A group of Arab American businessmen joined the line – we want to show our support for America and the families of the victims of the 9/11 attacks. There were many foreign visitors who joined the line, many were tourists who spoke no English, like their American counterparts, they just wanted to help, to do something.
The line continued to grow now almost to the end of the long block, another large room at Red Cross Square was staffed with Blood collection medical staff, so now we had two long lines perhaps a thousand or more individuals waiting patiently, knowing that it would be many hours until they had their opportunity to donate.
We greeted members of airline flight crews who had been grounded when the FAA shut down the entire air traffic system, coming to donate blood in honor of the flight crews who had died in the four planes that crashed – it’s the least we can do. We saw steel benders, construction workers, government workers, parents, individuals from all walks of life, former fire fighters, police personnel, military, most willing to wait for hours and hours to donate blood.
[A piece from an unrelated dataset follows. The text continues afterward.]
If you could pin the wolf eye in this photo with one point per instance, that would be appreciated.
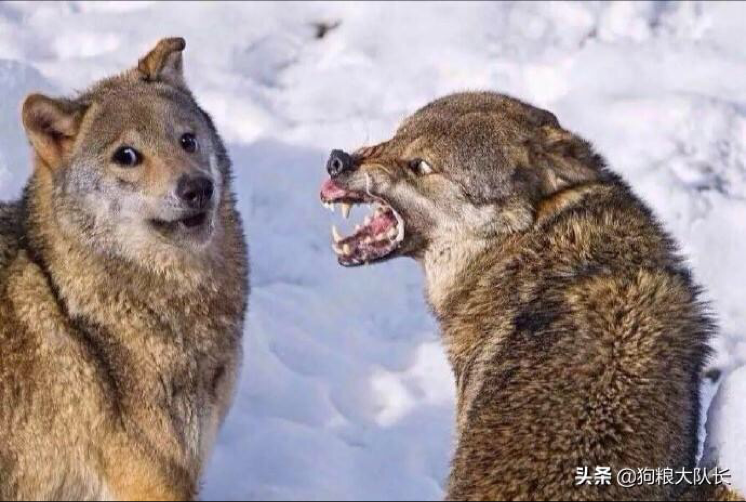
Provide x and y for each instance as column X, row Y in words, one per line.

I was greeting volunteers late in the afternoon as Red Cross CEO Bernadine Healy walked back from the White House, she greet the volunteer blood donors in the line and thanked them, “The President asked us to collect as much blood as we can since we do not know what will happen next.”
As we approached 6 pm, the blood collection team said that we needed to start closing down the line since they could not work past about 10 PM even with the dozens of relief staff that had been shipped in from other blood centers. We told the volunteers in line that they were not going to get in to donate, to try tomorrow or sign up on the slip of paper to get called back when the lines were less long over the next days and weeks. Most were now willing to go. But I remember one woman at the end of the line said, she would stay until the end to donate no matter what, she was a former member of the military and she was going to do her duty and donate blood. She waited 4 more hours and likely was just about the last individual to donate.
I finished my shift around 10:30 PM and called my family to let them I was on my way home. My wife asked if I would be safe walking to the Metro. I shared, that yes I would be safe knowing that there were members of the military with Humvees and automatic rifles at each intersection on my way to the Metro. I actually had to cross under police security table to exit Red Cross Square since we were located near the White House and the whole area was now a security zone.
It was an amazing experience to witness hundreds or over a thousand spontaneous volunteer blood donors, Americans, tourists, foreign nationals, all coming forward to help, to do what they could, to donate blood.